US Bikeshare Data Analysis Project

28th April '20

Overview:

In this project, Python is used to explore data related to bike share systems for three major cities in the United States — Chicago, New York City, and Washington.

  • The source code takes in raw input from the user to create an interactive experience.
  • According to the input the code will import the data and will provide information by computing descriptive statistics.

Files used:

Code explained in Detail:

How the program works:

The code developed takes in raw input to create an interactive experience in the terminal that answers questions about the dataset. The experience is interactive because depending on a user's input, the answers to the questions will change! There are four questions that will change the answers:

  • Please choose City Name between Chicago , New york City and Washington to explore?
  • Would you like to filter the data by month, day, or not at all?
  • (If they chose month) Which month - January, February, March, April, May, or June?
  • (If they chose day) Which day - Monday, Tuesday, Wednesday, Thursday, Friday, Saturday, or Sunday?

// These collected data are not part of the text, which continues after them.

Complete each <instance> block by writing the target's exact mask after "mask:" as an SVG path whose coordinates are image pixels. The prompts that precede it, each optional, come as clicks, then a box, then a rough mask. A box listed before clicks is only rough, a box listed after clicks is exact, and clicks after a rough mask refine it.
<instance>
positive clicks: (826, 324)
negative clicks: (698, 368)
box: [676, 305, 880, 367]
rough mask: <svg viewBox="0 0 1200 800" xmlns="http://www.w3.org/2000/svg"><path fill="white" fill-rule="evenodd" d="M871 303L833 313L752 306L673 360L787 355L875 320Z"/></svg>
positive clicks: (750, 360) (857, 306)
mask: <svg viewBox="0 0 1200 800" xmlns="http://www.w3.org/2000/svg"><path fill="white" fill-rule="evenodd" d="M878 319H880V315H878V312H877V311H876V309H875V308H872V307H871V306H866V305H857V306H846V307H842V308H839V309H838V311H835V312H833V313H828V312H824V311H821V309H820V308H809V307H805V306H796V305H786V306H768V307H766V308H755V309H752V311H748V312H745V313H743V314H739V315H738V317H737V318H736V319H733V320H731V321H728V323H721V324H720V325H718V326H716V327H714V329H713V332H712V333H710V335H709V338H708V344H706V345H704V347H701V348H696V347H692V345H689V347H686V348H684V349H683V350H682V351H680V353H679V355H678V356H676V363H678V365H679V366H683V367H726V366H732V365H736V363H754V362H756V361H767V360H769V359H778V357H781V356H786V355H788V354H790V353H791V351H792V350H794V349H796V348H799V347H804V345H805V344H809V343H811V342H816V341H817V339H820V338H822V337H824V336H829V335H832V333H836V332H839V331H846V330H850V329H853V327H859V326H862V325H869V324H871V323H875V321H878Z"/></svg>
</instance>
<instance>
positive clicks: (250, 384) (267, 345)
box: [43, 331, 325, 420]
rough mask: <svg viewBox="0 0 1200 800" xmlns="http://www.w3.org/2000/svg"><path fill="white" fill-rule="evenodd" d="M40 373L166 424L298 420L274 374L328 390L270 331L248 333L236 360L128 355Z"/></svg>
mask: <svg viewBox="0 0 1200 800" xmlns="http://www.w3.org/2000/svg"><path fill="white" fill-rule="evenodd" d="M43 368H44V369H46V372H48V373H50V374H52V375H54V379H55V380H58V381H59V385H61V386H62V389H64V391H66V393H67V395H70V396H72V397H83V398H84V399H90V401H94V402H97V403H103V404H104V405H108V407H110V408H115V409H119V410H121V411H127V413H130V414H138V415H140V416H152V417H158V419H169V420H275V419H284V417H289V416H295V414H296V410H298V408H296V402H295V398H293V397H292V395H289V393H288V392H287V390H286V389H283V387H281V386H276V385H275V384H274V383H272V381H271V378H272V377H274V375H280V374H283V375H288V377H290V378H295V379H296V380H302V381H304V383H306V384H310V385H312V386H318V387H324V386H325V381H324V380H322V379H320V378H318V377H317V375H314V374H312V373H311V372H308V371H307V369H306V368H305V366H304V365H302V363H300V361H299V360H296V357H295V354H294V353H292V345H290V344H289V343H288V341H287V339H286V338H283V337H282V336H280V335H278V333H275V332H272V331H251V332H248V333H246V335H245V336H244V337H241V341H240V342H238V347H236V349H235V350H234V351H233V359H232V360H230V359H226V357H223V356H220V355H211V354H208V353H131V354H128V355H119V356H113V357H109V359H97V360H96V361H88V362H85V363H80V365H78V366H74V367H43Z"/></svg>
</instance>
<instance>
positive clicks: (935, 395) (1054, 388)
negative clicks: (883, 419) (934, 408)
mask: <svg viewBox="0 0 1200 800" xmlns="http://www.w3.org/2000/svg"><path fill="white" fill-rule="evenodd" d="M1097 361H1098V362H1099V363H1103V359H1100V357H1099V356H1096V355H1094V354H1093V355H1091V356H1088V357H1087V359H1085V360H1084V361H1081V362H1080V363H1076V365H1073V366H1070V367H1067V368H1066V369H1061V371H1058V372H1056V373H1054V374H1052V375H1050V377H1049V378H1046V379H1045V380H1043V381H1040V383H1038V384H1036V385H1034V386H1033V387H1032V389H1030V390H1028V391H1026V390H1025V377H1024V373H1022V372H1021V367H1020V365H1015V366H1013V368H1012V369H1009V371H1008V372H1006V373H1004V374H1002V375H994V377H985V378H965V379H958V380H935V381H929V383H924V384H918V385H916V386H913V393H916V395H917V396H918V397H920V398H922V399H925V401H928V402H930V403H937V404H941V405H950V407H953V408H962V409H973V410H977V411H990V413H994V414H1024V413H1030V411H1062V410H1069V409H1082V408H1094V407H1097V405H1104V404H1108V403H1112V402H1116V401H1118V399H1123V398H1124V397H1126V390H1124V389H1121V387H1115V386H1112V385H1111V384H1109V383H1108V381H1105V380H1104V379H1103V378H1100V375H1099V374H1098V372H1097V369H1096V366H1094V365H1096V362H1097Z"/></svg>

The answers to the questions above will determine the city and timeframe on which you'll do data analysis. After filtering the dataset, users will see the statistical result of the data, and choose to start again or exit.

The Datasets:

Randomly selected data for the first six months of 2017 are provided for all three cities. All three of the data files contain the same core six (6) columns:

  • Start Time (e.g., 2017-01-01 00:07:57)
  • End Time (e.g., 2017-01-01 00:20:53)
  • Trip Duration (in seconds - e.g., 776)
  • Start Station (e.g., Broadway & Barry Ave)
  • End Station (e.g., Sedgwick St & North Ave)
  • User Type (Subscriber or Customer)

The Chicago and New York City files also have the following two columns:

  • Gender
  • Birth Year

Statistics Computed:

The code helps user to tell about bike share use in Chicago, New York City and Washington by computing a variety of descriptive statistics. In this project, the code output will provide the following information:

  • Popular times of travel (i.e., occurs most often in the start time):

    • most common month
    • most common day of week
    • most common hour of day
  • Popular stations and trip:

    • most common start station
    • most common end station
    • most common trip from start to end (i.e., most frequent combination of start station and end station)
  • Trip duration:

    • total travel time
    • average travel time
  • User info:

    • counts of each user type
    • counts of each gender (only available for NYC and Chicago)
    • earliest, most recent, most common year of birth (only available for NYC and Chicago)